The same force spoke again, demanding his obedience, his sacrifice.

It felt like a parent was directing him down the right path, but it was also similar to a friend's advice, or his own inner revelation. A big part of Jackson didn't want to think about it, but he couldn't stop asking himself what it was.

He was just as scared of it as he was fond of it. He trusted it more than he doubted it.

And when it happened—when his claws dug through his jersey and pierced the flesh of his stomach—it wasn't anything like Jackson had expected it to be.

Because he was in agony, so much so that he wanted to scream to the heavens until his throat bled and his vocal chords no longer worked, but there was also a foggy haze that had fallen over him, anesthetizing his body and allowing him to feel nothing at all.

He was a contradiction of himself.

"Jackson!" He heard a different voice yelling. Unlike the others, it was clear and understandable, breaking through part of the cotton filling his head and slowing his thoughts.

Was that even his name? He couldn't remember.

It must have been, at one time. He felt a strange connection to it, to the high-pitched voice crying, sorrow and guilt in her tone. He couldn't remember who she was, only that she mattered to him.

The colour red came to mind the longer he thought about her, but he didn't know why.

Words he'd never had the chance to say, words that didn't make sense, kept repeating themselves over and over again in his head. Almost like a broken record.

'I love you, Lydia Martin.'

His tongue wanted to twist and his throat ached to release the message, but he didn't know how. Had he ever been able to speak? Perhaps that had been a dream, too.

Darkness fringed his consciousness, clinging to him like spider webs. At first, they were easily removed, but soon, there were too many and their hold over him strengthened beyond his control.

He didn't know what was real anymore. He didn't know if the hands he felt clutching his head were there, or the constant pressure on his chest and lips, or if he had a body at all.

Something coiled in his gut, wanting to break free.

But not yet, it wasn't ready yet.

It slithered and hissed, hesitant to leave the space that it had been locked away in for so long. It's eyes blinked sideways. He thought it should have been wrong, but didn't know why.

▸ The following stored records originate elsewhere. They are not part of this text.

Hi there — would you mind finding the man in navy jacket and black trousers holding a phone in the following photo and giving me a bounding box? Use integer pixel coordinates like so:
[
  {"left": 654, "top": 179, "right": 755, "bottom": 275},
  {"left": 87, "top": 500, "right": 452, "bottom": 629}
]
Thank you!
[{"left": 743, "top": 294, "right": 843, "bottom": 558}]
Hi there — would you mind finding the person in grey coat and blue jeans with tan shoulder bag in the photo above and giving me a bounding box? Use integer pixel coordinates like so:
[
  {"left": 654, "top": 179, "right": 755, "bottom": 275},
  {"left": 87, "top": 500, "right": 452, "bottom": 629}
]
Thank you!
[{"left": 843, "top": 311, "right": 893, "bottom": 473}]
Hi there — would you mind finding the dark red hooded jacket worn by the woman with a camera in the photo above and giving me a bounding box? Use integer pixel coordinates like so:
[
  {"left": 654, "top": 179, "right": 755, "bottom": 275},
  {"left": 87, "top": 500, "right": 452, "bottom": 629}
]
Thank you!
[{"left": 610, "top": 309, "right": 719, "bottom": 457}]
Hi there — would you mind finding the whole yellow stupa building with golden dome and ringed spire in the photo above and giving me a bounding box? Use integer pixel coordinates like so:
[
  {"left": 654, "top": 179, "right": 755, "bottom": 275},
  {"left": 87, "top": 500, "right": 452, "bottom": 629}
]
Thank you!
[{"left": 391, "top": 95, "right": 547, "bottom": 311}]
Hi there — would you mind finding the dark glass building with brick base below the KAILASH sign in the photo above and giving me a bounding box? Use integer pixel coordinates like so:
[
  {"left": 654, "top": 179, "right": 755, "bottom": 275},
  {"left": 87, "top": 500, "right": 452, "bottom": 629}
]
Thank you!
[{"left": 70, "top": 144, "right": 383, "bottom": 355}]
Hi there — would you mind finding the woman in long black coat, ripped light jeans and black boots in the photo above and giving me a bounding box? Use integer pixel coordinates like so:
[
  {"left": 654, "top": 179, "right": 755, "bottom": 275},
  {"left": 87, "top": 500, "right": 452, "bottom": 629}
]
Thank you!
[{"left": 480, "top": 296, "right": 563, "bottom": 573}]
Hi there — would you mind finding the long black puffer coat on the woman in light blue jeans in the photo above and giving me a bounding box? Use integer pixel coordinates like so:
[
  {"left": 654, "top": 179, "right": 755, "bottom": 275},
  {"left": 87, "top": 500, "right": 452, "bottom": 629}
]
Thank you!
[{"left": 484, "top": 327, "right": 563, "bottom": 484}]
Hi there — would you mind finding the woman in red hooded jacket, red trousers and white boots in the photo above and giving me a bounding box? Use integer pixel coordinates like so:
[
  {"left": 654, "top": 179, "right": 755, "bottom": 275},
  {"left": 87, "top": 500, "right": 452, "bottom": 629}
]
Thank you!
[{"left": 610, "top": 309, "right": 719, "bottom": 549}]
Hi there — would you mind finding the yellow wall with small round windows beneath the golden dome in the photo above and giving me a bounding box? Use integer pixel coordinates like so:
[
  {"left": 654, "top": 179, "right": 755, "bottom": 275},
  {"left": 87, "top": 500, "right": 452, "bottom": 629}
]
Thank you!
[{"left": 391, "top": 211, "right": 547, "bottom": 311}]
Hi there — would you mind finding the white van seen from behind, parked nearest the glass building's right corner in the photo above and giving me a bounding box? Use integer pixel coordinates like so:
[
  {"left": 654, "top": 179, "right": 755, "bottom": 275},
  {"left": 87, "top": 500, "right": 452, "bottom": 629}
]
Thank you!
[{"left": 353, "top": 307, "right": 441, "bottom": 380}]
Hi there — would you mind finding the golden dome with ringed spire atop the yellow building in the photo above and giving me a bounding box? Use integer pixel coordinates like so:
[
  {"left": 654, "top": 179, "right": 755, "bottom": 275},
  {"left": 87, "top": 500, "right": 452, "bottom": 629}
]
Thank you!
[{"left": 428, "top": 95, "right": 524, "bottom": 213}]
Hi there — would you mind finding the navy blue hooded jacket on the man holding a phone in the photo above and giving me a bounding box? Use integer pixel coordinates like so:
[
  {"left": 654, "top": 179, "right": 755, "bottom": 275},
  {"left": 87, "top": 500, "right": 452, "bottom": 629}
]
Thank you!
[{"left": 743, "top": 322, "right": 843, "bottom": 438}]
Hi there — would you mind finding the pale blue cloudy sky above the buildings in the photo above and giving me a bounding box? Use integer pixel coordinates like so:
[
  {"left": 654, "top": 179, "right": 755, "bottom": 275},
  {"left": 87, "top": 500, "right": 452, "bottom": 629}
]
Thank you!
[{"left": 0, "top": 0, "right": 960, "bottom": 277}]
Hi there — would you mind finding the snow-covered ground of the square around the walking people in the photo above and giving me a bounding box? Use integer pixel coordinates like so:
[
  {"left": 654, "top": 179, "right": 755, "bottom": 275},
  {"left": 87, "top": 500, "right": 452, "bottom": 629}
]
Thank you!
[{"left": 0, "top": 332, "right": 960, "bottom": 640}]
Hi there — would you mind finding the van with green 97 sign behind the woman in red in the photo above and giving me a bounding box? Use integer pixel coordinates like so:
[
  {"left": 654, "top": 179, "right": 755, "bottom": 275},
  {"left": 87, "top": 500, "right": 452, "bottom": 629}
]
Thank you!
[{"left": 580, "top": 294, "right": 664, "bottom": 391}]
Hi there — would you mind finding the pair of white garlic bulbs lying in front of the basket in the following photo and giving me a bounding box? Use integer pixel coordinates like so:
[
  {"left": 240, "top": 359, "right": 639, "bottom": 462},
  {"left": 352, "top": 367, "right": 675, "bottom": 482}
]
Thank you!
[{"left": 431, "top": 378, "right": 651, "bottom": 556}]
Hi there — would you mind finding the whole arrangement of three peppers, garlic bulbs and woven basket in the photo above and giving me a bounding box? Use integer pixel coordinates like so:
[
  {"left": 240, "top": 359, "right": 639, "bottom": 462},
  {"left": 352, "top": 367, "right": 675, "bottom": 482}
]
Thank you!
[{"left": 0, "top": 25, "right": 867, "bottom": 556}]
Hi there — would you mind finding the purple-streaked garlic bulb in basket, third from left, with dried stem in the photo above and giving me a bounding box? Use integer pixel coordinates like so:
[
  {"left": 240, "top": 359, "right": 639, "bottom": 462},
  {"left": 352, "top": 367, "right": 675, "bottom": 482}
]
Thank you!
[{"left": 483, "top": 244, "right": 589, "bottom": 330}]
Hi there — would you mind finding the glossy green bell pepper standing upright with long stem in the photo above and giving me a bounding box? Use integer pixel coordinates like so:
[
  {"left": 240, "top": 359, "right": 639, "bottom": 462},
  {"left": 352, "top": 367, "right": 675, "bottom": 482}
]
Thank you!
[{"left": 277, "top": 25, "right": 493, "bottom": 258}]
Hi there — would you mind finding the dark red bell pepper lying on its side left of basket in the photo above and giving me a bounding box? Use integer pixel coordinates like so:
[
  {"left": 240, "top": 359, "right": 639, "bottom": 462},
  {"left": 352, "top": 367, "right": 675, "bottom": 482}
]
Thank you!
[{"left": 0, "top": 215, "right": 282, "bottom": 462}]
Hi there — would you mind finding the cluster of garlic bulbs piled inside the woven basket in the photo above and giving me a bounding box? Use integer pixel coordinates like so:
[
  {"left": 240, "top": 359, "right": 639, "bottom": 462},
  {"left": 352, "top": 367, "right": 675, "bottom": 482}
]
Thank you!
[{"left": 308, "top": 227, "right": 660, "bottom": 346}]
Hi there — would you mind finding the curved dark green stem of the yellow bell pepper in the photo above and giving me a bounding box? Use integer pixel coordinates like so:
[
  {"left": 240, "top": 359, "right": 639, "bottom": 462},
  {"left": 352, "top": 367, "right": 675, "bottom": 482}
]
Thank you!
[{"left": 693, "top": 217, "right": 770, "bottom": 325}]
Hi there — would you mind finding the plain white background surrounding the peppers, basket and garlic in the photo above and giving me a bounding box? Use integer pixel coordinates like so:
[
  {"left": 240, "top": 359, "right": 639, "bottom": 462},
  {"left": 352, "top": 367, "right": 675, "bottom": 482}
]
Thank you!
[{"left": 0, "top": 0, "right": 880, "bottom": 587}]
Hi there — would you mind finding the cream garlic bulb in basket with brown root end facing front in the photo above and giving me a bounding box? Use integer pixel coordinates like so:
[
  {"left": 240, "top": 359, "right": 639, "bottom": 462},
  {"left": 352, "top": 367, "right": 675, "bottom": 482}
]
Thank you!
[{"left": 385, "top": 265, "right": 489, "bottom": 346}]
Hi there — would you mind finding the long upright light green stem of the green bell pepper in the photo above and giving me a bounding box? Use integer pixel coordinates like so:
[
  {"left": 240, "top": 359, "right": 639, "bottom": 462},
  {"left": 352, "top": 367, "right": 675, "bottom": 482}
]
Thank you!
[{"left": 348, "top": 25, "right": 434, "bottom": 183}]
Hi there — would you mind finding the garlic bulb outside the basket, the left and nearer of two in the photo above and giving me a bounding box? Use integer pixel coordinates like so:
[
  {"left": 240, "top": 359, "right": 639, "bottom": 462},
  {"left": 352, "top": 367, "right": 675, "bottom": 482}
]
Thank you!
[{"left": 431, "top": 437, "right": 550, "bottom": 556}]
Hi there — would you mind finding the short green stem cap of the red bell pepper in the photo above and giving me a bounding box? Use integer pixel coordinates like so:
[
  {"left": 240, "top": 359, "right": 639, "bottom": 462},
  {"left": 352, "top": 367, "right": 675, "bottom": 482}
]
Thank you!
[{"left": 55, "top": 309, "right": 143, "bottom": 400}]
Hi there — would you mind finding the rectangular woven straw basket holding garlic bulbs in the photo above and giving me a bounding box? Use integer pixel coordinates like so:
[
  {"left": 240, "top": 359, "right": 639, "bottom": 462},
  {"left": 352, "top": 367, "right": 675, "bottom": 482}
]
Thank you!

The voice was gone now, it had abandoned him to the void. He wished for death to find him, not entirely aware of what it meant, but knowing that it would somehow be able to break him free from inside the beast he had become.

No, he hadn't become it yet. At least, not entirely.

He was in the process of transformation—metamorphosis—into the very thing that lurked inside him and threatened to suppress what remained of his being. To consume him from within and disseminate it's horrifying reign on anything or anyone that dared to cross it.

The shattered fragments of Jackson Whittemore were being torn away to make space for the Alpha Kanima.

And there wasn't a single thing he could do to stop it.